Rappelez-vous donc la Nuit
novembre 18, 2008
Les hommes essayèrent de prouver
novembre 18, 2008
Un jour donc, vers la fin de l’année
novembre 18, 2008
Mon cher Maurice
novembre 18, 2008
Mon cher Maurice, tu seras là comme chez un père. Monsieur le comte te donne deux mille quatre cents francs d’appointements fixes, un logement dans son hôtel, et une indemnité de douze cents francs pour ta nourriture : il ne t’admettra pas à sa table et ne veut pas te faire servir à part, afin de ne point te livrer à des soins subalternes. Je n’ai pas accepté l’offre qu’on m’a faite avant d’avoir acquis la certitude que le secrétaire du comte Octave ne sera jamais un premier domestique. Tu seras accablé de travaux, car le comte est un grand travailleur ; mais tu sortiras de chez lui capable de remplir les plus hautes places. Je n’ai pas besoin de te recommander la discrétion, la première vertu des hommes qui se destinent à des fonctions publiques. » Jugez quelle fut ma curiosité ! Le comte Octave occupait alors l’une des plus hautes places de la magistrature, il possédait la confiance de madame la Dauphine qui venait de le faire nommer Ministre-d’Etat, il menait une existence à peu près semblable à celle du comte de Sérizy, que vous connaissez, je crois, tous ; mais plus obscure car il demeurait au Marais, rue Payenne, et ne recevait presque jamais.

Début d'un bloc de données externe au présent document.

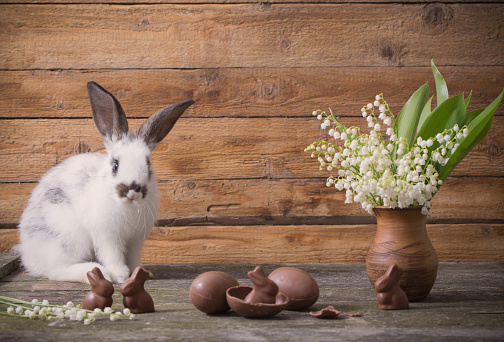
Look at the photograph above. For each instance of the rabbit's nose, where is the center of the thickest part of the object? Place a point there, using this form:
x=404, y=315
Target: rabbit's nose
x=133, y=191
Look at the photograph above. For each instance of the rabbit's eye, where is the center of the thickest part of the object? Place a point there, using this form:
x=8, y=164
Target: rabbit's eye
x=115, y=165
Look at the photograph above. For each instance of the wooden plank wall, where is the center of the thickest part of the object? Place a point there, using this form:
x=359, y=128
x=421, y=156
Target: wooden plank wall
x=236, y=184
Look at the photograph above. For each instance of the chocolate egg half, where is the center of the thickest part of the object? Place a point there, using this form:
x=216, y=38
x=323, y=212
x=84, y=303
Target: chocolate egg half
x=299, y=286
x=208, y=291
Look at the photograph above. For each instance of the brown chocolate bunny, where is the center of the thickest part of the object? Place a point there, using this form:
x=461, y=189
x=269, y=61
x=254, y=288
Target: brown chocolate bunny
x=390, y=295
x=101, y=292
x=265, y=289
x=135, y=297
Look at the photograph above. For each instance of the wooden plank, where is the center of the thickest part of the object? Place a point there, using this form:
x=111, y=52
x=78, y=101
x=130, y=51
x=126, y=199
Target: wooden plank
x=209, y=148
x=242, y=92
x=249, y=35
x=286, y=201
x=301, y=244
x=307, y=244
x=227, y=1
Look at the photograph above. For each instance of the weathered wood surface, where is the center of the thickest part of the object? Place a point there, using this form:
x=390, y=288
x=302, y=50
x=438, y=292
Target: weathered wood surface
x=466, y=304
x=300, y=243
x=245, y=148
x=236, y=92
x=249, y=35
x=265, y=3
x=232, y=172
x=285, y=201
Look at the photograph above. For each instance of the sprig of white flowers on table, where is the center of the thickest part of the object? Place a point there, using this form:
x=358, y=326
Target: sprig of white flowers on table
x=44, y=310
x=407, y=164
x=379, y=171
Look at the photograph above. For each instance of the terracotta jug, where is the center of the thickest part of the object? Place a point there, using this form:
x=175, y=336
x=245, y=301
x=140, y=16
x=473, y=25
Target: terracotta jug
x=401, y=238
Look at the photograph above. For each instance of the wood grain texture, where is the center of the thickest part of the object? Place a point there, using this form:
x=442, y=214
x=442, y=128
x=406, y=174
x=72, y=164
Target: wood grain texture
x=236, y=183
x=266, y=3
x=249, y=35
x=303, y=244
x=210, y=148
x=241, y=92
x=285, y=201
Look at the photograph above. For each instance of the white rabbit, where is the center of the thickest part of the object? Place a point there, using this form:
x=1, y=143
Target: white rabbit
x=96, y=209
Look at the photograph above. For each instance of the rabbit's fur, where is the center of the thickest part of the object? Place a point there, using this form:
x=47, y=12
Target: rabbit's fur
x=96, y=209
x=135, y=297
x=390, y=295
x=264, y=290
x=101, y=292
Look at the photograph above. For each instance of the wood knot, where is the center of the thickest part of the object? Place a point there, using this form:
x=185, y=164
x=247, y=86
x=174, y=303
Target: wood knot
x=393, y=53
x=436, y=17
x=144, y=23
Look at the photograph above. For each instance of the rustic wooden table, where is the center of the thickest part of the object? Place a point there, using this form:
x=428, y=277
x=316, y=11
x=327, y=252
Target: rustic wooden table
x=466, y=303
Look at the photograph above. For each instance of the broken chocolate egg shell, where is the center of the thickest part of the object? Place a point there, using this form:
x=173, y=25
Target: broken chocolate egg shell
x=236, y=295
x=208, y=291
x=301, y=289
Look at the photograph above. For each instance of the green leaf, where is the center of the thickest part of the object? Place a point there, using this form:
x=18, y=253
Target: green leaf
x=468, y=99
x=472, y=115
x=336, y=121
x=444, y=116
x=478, y=127
x=425, y=113
x=406, y=122
x=441, y=87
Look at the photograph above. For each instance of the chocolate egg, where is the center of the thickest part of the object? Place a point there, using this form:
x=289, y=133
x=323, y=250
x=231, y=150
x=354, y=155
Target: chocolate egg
x=299, y=286
x=208, y=291
x=236, y=298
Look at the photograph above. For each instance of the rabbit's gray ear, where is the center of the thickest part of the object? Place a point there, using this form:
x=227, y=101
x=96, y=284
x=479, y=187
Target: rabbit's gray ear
x=108, y=114
x=158, y=125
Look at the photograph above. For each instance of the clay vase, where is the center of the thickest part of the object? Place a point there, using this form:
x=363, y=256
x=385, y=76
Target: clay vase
x=401, y=238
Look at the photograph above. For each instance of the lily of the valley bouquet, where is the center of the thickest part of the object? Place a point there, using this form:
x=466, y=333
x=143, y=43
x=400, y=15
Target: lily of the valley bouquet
x=403, y=160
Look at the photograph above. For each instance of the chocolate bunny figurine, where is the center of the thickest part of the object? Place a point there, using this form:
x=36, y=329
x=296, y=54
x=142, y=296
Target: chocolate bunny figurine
x=265, y=289
x=135, y=297
x=390, y=295
x=101, y=292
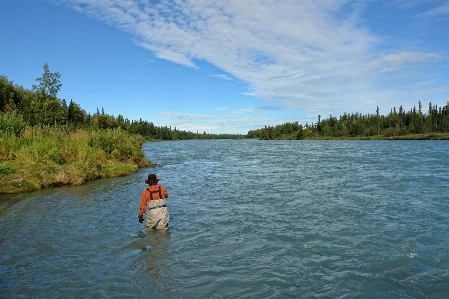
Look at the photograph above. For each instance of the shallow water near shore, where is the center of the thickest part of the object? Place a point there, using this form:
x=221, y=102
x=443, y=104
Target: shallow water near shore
x=249, y=219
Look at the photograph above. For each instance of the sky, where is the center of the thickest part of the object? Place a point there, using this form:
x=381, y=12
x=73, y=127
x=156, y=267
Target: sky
x=234, y=65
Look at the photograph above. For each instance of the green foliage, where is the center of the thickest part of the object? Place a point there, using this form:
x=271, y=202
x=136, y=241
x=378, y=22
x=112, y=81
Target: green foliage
x=6, y=169
x=11, y=123
x=395, y=124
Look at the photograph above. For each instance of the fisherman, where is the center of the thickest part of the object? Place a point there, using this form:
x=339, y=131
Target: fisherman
x=154, y=201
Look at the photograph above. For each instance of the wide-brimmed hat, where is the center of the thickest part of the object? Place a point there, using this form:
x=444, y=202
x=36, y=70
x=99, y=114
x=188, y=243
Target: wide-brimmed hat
x=151, y=179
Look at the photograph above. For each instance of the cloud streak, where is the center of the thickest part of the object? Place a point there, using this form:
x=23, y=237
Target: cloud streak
x=311, y=55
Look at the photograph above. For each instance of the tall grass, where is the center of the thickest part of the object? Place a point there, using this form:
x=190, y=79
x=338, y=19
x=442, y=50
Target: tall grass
x=48, y=156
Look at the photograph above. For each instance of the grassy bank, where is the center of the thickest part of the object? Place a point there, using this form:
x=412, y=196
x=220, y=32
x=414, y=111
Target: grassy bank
x=46, y=157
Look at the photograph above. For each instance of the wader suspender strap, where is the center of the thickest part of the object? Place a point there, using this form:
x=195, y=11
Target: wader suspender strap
x=151, y=193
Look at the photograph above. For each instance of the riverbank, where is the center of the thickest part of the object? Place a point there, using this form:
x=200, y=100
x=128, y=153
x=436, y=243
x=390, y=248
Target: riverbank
x=428, y=136
x=48, y=157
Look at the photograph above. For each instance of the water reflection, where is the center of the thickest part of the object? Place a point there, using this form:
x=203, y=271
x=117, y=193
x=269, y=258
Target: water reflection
x=154, y=247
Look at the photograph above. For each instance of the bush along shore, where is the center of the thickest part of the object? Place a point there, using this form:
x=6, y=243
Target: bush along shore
x=54, y=156
x=46, y=142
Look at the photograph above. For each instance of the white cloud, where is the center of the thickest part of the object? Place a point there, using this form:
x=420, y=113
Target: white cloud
x=438, y=11
x=311, y=55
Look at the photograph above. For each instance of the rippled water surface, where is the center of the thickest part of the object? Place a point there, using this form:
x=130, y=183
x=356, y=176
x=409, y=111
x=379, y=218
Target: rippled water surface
x=249, y=219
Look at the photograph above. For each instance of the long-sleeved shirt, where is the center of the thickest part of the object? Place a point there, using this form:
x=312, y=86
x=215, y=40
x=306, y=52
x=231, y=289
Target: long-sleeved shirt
x=145, y=197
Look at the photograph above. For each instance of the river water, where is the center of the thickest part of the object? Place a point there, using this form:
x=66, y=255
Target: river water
x=249, y=219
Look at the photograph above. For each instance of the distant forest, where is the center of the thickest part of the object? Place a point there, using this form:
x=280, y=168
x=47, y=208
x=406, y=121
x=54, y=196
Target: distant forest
x=396, y=123
x=40, y=106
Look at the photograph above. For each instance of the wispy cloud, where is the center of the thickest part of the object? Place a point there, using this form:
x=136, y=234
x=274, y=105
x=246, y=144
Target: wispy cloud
x=441, y=10
x=221, y=76
x=311, y=55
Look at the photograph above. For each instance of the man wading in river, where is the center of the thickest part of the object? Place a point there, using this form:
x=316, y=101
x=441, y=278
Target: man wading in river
x=154, y=201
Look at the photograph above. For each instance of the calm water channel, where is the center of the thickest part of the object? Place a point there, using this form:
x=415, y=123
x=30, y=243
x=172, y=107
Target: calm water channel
x=249, y=219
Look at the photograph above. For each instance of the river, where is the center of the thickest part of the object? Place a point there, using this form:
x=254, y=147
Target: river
x=248, y=219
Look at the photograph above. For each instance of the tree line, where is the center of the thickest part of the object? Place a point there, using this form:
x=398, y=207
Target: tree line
x=396, y=123
x=41, y=106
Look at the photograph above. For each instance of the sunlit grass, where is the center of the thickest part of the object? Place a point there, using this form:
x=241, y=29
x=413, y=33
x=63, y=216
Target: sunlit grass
x=47, y=156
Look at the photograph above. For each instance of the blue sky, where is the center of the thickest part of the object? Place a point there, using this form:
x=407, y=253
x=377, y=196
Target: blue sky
x=231, y=66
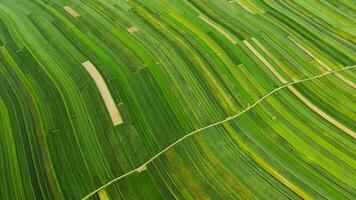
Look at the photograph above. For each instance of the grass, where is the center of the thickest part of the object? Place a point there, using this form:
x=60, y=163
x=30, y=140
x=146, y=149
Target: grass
x=215, y=99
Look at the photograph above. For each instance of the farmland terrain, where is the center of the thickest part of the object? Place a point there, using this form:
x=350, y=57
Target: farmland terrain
x=177, y=99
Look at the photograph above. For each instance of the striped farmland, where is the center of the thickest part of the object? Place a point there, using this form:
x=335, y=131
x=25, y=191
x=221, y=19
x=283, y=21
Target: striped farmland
x=177, y=99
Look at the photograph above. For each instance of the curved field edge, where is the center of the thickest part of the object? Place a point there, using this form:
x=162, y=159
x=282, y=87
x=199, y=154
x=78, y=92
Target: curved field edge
x=104, y=99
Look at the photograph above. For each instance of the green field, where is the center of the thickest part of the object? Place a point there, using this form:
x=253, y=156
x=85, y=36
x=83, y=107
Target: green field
x=177, y=99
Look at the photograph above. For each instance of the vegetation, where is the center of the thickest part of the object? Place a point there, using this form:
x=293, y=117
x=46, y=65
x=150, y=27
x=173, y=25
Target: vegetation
x=177, y=99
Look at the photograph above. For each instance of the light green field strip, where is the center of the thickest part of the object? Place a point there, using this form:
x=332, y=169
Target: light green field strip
x=299, y=95
x=232, y=40
x=93, y=91
x=105, y=93
x=71, y=11
x=287, y=85
x=346, y=80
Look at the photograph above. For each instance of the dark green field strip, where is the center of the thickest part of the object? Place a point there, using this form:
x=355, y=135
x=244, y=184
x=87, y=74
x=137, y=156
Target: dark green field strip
x=305, y=175
x=174, y=68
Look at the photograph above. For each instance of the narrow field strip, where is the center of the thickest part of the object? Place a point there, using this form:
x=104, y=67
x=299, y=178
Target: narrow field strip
x=105, y=93
x=287, y=85
x=299, y=95
x=321, y=63
x=220, y=30
x=71, y=11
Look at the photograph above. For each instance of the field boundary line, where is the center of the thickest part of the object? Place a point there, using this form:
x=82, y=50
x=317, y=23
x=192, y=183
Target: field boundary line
x=139, y=168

Sa vie privée échappait au contrôle du public par une modestie cénobitique et par un travail continu. Laissez-moi vous peindre en peu de mots ma situation. Après avoir trouvé dans le grave proviseur du collége Saint-Louis un tuteur à qui mon oncle avait délégué ses pouvoirs, j’avais fini mes classes à dix-huit ans. J’étais sorti de ce collége aussi pur qu’un séminariste plein de foi sort de Saint-Sulpice. A son lit de mort, ma mère avait obtenu de mon oncle que je ne serais pas prêtre ; mais j’étais aussi pieux que si j’avais dû entrer dans les Ordres. Au déjucher du collége, pour employer un vieux mot très-pittoresque, l’abbé Loraux me prit dans sa cure et me fit faire mon Droit.